Servvis Turgay Dağ ile söyleşi
Aralık 2020

Start-up’lar canlanıyor;
Beyaz eşyalarınızla iletişiminiz kolaylaşıyor;
Cepte Tamir ile tablet ve telefonlarınızın sıkıntıları sizi yormadan iyileştiriliyor…

Uzun yıllar beyaz eşya sektöründen pek yakından tanıdığımız ve bir paydaş olarak her zaman kendisini, desteğini yanımızda hissetmekte olduğumuz Sayın Turgay Dağ; start-up’a can veren kıymetli projeleri ile bambaşka bir yolu yürümekte. Tüm hikayesini ve kıymetli zamanını samimiyetle bizlerle paylaştığı için teşekkür ediyoruz ve bu yeni oluşumların yolu açık olsun diyoruz...

Bize kısaca kendinizden ve bu zamana geçen iş yaşamınızdan kısaca bahseder misiniz?
Selanikten, İzmir’e göç eden bir ailede büyüdüm. Hayatımın önemli bir bölümünü Beyaz Eşya Sektörü’nde geçirdim. BEYSAD Ailesi ile tanışmam, 1999 yılında Merloni/Manisa Fabrikası’nda çalışmaya başlamak ile oldu. Yönetimini aldığım fabrikanın üretimini 400 Bin’den, 1.3 Milyon adet üretime çıkartarak ve yeni bir çamaşır fabrikası proje ilavesiyle devrederek, 2010 yılında Ticari ekibe destek için İstanbul’a geldim.

Endüstri tecrübesinden sonra çıktığım yeni serüvende 2016 yılında Hotpoint – Ariston ve Indesit markaları ile % 9’luk bir pazar payı, 3000’den fazla satış noktası elde ettik. Whirlpool & Indesit satın alma sürecini Türkiye’de yöneterek Başkan görevi ile Whirlpool’dan ayrıldım ve Merloni Ailesi’nin isteği ile Romanya ve Orta Asya Bölgesi’nin yönetimini üstlenerek, uluslararası alanda  önemli başarılar elde eden ekiplere liderlik ettim. Geçen sürede marka ile o kadar özdeşleştim ki bölgede Ariston Turgay adıyla anılmaya başlamıştım.

2019 senesinde deneyimli bir yönetici olarak farklı konular ve projelerde yer yapmak için sektördeki bilgi ve tecrübemi kullanarak arkadaşlarım ile birlikte sektördeki bir çok problemi dijital olarak çözümleyen bir platform olan SERVVİS’i kurduk .
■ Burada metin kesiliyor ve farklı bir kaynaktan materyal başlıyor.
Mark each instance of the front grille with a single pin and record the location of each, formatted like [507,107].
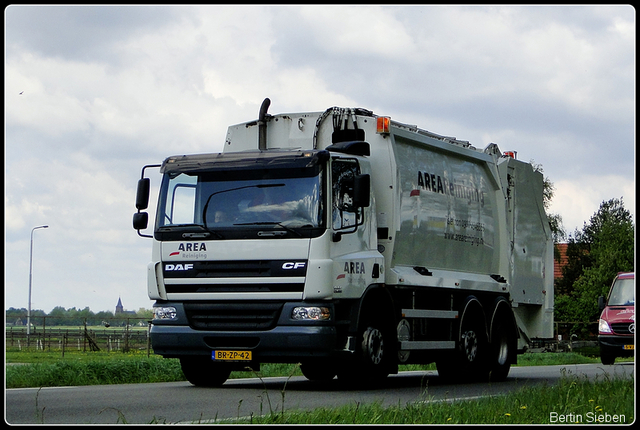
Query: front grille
[622,328]
[233,316]
[235,269]
[235,288]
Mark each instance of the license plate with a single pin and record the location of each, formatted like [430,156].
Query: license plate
[231,355]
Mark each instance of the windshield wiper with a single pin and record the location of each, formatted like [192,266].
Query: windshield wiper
[205,232]
[278,223]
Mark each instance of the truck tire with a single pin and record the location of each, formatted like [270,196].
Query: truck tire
[469,361]
[503,341]
[374,355]
[203,372]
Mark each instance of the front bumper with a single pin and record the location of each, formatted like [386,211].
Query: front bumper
[281,344]
[618,346]
[200,328]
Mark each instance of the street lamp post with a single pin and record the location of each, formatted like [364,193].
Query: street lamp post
[30,269]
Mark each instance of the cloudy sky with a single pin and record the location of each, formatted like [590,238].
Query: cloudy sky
[94,93]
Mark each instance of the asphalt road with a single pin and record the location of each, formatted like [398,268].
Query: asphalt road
[180,402]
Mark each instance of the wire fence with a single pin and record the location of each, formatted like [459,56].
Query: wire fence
[62,334]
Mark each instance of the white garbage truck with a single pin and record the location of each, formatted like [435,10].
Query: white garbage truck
[351,244]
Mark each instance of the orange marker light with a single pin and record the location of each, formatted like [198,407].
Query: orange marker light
[383,124]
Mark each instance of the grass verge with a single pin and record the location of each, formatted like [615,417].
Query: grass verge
[573,400]
[43,369]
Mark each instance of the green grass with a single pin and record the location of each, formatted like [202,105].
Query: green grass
[574,399]
[49,369]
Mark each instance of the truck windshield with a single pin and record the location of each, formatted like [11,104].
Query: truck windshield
[215,203]
[623,293]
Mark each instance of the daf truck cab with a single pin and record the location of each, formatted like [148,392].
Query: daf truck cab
[617,325]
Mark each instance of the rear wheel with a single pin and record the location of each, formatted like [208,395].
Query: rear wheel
[503,342]
[204,372]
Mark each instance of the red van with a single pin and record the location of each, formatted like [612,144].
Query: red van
[617,325]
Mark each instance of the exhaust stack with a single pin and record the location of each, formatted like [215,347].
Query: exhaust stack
[262,125]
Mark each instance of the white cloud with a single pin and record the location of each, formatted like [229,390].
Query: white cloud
[577,200]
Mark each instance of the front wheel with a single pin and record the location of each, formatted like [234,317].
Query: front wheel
[203,372]
[469,361]
[375,355]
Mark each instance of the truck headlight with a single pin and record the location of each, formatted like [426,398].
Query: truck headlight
[165,313]
[603,326]
[315,313]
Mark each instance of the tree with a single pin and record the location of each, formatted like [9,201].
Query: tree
[604,247]
[555,220]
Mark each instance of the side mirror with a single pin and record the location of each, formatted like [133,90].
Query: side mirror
[142,195]
[362,191]
[601,303]
[140,220]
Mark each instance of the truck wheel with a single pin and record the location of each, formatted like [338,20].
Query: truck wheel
[203,372]
[374,355]
[317,371]
[469,361]
[503,343]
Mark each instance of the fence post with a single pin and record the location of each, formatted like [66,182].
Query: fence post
[148,338]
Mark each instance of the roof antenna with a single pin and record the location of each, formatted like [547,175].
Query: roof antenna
[262,124]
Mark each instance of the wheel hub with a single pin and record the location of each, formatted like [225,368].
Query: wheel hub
[373,345]
[470,345]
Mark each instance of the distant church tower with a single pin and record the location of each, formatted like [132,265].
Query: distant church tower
[119,308]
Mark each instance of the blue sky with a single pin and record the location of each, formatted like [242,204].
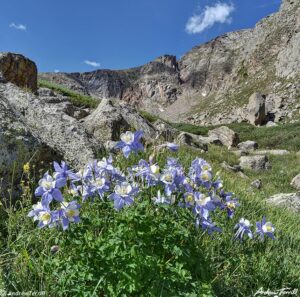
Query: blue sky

Bir start-up’a destek vermeye karar vermenize neden olan konu neydi?
Artık yaş günlerimizde bile 50. olanı farklı kutlamaya çalışıyoruz .Sanırım yaş ve tecrübe etkili oldu. Son yıllarda farklı firmalarda iş görüşmeleri tecrübelerim olmuştu. Benimle iş görüşmesi yaparken yanımda Baba&Oğul hatta Gelin&Damat tartışmaları olan büyük şirketler gördüm. Patron ayağa kalktığında tüm masanın kalktığı yönetim kurullarında bulundum. Merloni’de bizler farklı bir kültür ile yetişmiştik, Başkan (Patron) Victorio Merloni ile ilk tanıştığımda (1999) bana kendi eliyle kahve yapıp, saçımı okşamıştı. O kahvenin tadını halen unutamam. Ortamı, farklılıkları çok düşündüm ve bilgi ve tecrübemi kullanarak sektördeki bir çok problemi dijital olarak çözümleyen fikirlere yatırım yapmak istedim ve risk aldım.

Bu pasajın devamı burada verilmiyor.